Bununla beraber Türkiye’nin potansiyelinin bu rakamın çok üzerinde olduğu tartışma götürmez. Rüzgar enerjisi üzerinden devam edersek Elektrik İşleri Etüt İdaresi Genel Müdürlüğü’nün (EİE) hesaplamalarına göre Türkiye’nin rüzgar potansiyeli 48 000 MW civarında. Enerji Bakanlığı’na göre kurulu güç 2020 yılına kadar 20 bin MW`a çıkarılacak. Avrupa Rüzgar Enerjisi Birliği’nin verdiği yukarıdaki orana göre rüzgar enerjisi sektöründe 2020’ye kadar 20 bin MW’a ulaşılırsa 300 bin kişilik istihdam sağlanmış olacak. Bu sektörde özellikle rüzgar tribünlerinin yurtiçinde imal edilmesiyle daha fazla iş alanı yaratılacak. Ayrıca EİE’nin verilerine göre Türkiye`de şu anda güneş enerjisi kapasitesinden ancak binde 1 oranında yararlanılabiliyor.Bu alanda da önemli bir istihdam yaratılması ayrıca mümkün. Aynı şekilde yenilenebilir enerji endüstrisinin diğer alanlarında – jeotermal, hidroelektrik, biokütle - çalışan ve ileride çalışabilecek yeşil yakalıların bir envanteri de çıkarılabilir.

Kamuda çalışan yeşil yakalılar

TÜİK’in 2002 yılı Çevresel İstihdam ve Harcamalar Envanteri’nde kamu kurum ve kuruluşlarının çevresel faaliyet konuları şöyle sıralanıyor: Dış ortam havasını ve iklimi koruma, İçme ve kullanma suyu, Atıksu yönetimi, Atık yönetimi, Toprağın yeraltı ve yüzey sularının korunması ve iyileştirilmesi, Gürültü ve vibrasyonun azaltılması, Biyolojik çeşitliliğin ve peyzajın korunması, Radyasyona karşı koruma (dış güvenlik hariç), Enerji, Araştırma ve geliştirme ve diğer çevre koruma faaliyetleri.

Kamu kurum ve kuruluşlarında 2007 yılında çevresel faaliyetlerde 8485 personel istihdam edilmiş. Bunların %78'i sadece çevresel faaliyetlerle ilgili işlerde çalışırken, %22'si diğer faaliyetlerin yanısıra çevresel faaliyetleri de yürütmüş. Kamudaki yeşil yakalıların %75’i erkek iken %25’i kadın; %62’si yüksekokul ve üzeri, %22’si lise ve dengi okul mezunu. 2007’de kamuda çevre istihdam rakamı neredeyse 1997 rakamına eşit. 1997’den beri sürekli artan personel, 2005 yılında 14 bin beşyüz kişiye ulaşmış ama son yıllarda önemli oranda azalmış. Bu azalış 2005 yılında Köy Hizmetleri Genel Müdürlüğü’nün İl Özel İdareleri’ne devrinden ve 2007 yılında Tarım Bakanlığı İl Müdürlüklerinde çalışanların sayılmamasından kaynaklanıyor.

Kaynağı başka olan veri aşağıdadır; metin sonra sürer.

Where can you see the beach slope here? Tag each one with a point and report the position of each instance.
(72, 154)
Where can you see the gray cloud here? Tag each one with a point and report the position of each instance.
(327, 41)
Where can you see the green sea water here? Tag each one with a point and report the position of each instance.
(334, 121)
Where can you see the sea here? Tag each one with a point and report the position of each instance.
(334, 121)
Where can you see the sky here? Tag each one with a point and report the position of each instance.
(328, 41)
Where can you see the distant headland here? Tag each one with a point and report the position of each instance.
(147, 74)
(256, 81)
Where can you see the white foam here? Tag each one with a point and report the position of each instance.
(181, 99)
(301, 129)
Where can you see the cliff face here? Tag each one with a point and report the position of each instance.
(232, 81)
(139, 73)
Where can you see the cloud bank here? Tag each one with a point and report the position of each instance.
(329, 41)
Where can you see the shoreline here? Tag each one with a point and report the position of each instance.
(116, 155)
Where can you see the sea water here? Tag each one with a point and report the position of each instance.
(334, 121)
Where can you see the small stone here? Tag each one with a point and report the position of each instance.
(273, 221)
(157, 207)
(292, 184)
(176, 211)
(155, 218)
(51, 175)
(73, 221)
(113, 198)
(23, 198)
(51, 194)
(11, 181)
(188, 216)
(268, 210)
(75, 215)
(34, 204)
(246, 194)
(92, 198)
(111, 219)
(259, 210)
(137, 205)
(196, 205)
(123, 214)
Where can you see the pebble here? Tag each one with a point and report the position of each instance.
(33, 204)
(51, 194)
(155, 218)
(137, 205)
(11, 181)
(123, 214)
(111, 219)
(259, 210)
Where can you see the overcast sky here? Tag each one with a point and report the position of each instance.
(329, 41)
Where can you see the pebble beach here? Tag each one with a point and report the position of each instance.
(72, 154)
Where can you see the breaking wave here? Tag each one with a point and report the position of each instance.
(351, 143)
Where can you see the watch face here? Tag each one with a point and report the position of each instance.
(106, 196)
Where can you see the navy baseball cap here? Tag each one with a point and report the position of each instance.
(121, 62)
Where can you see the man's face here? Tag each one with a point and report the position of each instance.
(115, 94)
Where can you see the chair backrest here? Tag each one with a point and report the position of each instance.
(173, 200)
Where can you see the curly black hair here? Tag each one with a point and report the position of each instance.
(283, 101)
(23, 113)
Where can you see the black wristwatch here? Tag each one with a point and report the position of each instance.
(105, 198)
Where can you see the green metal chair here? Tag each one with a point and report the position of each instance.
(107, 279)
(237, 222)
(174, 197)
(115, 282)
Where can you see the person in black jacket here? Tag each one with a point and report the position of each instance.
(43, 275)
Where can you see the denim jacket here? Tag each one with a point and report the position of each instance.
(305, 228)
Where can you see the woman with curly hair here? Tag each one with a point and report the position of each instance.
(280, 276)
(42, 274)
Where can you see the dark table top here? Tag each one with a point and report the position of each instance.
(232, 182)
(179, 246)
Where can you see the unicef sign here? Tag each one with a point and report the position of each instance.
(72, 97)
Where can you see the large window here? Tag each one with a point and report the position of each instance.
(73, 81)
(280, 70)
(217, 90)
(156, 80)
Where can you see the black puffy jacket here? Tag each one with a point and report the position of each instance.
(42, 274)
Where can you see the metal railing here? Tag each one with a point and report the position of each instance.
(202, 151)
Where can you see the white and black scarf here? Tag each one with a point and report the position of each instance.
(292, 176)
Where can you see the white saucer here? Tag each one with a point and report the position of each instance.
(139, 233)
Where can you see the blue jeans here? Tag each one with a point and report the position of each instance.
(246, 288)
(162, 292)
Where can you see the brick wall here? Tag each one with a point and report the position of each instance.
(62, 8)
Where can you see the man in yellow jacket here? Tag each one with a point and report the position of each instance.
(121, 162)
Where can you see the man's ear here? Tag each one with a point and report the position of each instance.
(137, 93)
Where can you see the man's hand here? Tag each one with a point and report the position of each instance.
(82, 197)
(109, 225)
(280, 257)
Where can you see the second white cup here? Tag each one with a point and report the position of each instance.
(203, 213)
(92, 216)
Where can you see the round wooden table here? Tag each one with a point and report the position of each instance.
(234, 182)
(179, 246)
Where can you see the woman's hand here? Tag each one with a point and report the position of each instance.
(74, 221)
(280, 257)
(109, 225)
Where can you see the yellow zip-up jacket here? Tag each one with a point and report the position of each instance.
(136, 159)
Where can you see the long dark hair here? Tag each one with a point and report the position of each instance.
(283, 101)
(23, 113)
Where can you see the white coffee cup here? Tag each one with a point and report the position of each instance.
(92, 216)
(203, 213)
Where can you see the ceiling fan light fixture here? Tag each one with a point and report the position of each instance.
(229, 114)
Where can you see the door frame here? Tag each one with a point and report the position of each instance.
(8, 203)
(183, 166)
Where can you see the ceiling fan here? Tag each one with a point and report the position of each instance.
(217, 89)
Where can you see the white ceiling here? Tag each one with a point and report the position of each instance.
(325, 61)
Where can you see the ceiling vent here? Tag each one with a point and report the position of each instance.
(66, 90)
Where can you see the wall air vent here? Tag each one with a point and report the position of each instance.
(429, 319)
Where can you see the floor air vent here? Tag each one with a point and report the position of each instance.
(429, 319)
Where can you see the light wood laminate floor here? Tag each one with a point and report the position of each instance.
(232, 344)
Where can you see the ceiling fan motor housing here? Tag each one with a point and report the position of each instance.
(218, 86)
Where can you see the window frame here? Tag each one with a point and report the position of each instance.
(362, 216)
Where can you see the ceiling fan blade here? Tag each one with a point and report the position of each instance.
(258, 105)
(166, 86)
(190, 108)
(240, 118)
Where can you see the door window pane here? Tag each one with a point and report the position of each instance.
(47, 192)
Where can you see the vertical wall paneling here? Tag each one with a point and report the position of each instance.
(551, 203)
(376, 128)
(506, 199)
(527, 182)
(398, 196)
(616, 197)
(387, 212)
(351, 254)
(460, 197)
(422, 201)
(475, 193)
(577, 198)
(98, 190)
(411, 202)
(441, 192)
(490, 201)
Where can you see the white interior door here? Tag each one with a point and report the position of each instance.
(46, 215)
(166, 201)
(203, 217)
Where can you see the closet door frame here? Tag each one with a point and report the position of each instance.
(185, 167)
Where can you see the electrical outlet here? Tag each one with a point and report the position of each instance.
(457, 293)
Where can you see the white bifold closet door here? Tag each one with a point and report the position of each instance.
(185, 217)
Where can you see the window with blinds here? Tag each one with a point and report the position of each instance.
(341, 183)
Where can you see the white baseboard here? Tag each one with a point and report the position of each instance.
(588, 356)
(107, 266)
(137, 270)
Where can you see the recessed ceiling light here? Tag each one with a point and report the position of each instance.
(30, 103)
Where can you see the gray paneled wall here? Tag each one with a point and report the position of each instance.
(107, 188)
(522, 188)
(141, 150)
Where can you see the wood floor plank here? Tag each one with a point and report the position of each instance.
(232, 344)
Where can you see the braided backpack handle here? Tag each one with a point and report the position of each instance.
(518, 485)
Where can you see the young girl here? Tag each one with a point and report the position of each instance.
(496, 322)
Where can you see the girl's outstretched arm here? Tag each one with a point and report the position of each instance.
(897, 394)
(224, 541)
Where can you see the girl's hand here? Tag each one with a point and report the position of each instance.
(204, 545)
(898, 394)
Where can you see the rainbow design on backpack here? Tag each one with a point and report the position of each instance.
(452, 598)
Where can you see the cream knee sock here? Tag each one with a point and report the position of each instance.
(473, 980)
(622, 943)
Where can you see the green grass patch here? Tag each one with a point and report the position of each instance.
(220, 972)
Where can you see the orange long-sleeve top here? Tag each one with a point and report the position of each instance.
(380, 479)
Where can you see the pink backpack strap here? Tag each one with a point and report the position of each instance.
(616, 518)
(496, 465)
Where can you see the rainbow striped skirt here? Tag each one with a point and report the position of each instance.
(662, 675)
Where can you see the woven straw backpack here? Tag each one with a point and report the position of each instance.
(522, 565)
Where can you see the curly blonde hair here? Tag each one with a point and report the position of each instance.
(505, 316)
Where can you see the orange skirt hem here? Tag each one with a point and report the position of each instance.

Hükümet tarafından açıklanan son istihdam paketi çerçevesinde 120 bin kişinin, ağaçlandırma, erozyon kontrolü çevre düzenlemesi gibi işlerde istihdamını hedefleniyor. Bu kamuda geçici de olsa çevresel istihdamı atttıracaktır.

Arastirmanin tamamina şu adresten ulaşabilirsiniz.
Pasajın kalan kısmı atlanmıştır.